当前位置:网站首页>Five simple ways to troubleshoot with Stace
Five simple ways to troubleshoot with Stace
2022-07-07 17:58:00 【-Flying crane-】
I've always been surprised that few people realize that they can use Strace Everything you do . It has always been one of my first debugging tools , Because it is usually used by me Lunux Available on the system , And it can be used to solve such a wide range of problems .
strace What is it? ?
Strace It is a simple tool for tracking system calls of executable programs . In its simplest form , It can track a binary executable from beginning to end , And output a line of text , It contains system calls , Parameters and the return value of each system call in each process life cycle . And it can do more :
- It can filter based on a specified system call or a set of system calls .

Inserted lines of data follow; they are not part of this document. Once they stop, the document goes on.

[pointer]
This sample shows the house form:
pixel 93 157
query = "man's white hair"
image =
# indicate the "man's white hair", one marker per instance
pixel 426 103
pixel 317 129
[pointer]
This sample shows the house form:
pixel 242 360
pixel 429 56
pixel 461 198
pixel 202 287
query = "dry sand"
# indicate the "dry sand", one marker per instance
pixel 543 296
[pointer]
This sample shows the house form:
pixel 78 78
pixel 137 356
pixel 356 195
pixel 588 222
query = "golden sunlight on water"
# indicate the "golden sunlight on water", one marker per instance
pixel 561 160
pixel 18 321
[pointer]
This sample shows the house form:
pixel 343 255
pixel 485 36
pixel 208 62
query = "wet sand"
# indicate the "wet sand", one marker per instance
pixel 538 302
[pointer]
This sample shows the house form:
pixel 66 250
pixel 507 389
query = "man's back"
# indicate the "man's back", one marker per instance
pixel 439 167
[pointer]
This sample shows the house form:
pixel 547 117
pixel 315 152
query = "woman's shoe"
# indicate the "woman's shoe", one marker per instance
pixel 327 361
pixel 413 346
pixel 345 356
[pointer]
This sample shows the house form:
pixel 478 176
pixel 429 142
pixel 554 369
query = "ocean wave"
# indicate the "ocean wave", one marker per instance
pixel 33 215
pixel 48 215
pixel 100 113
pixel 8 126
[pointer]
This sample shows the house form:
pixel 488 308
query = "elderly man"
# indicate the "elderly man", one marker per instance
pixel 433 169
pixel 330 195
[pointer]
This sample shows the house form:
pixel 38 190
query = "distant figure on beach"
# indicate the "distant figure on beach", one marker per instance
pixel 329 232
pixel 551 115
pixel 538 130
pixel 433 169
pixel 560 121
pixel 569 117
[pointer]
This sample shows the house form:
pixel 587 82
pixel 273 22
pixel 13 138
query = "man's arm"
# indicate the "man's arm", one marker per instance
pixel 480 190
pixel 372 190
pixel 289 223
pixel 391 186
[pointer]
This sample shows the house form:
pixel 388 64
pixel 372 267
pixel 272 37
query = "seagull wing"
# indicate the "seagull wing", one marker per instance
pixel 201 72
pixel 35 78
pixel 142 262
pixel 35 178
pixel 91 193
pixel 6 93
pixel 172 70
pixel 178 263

- It can count the number of times a particular system call is used 、 The time spent and the number of successes and errors to analyze the use of system calls .
- It tracks the signals sent to the process .
- It can go through pid Attach to any running process .
If you have used other Unix System , This is similar to “truss". the other one ( More comprehensive ) yes Sun Of Dtrace.
How to use it ?
Only superficial research is done here , Importance comes in no order .
1. Find out which configuration file was read when the program started
Have you ever tried to figure out why some programs don't read the configuration files you think should be read ? Have to solve custom compiled or specific release versions from what you think “ error ” The location of the read configuration table ? The simple way :
$ strace php 2>&1 | grep php.ini
open("/usr/local/bin/php.ini", O_RDONLY) = -1 ENOENT (No such file or directory)
open("/usr/local/lib/php.ini", O_RDONLY) = 4
lstat64("/usr/local/lib/php.ini", {
st_mode=S_IFLNK|0777, st_size=27, ...}) = 0
readlink("/usr/local/lib/php.ini", "/usr/local/Zend/etc/php.ini", 4096) = 27
lstat64("/usr/local/Zend/etc/php.ini", {
st_mode=S_IFREG|0664, st_size=40971, ...}) = 0
So this version of PHP from /usr/local/lib/php.ini Read php.ini( But it first tries /usr/local/bin). If I only care about specific system calls , Then the more complicated method :
$ strace -e open php 2>&1 | grep php.ini
open("/usr/local/bin/php.ini", O_RDONLY) = -1 ENOENT (No such file or directory)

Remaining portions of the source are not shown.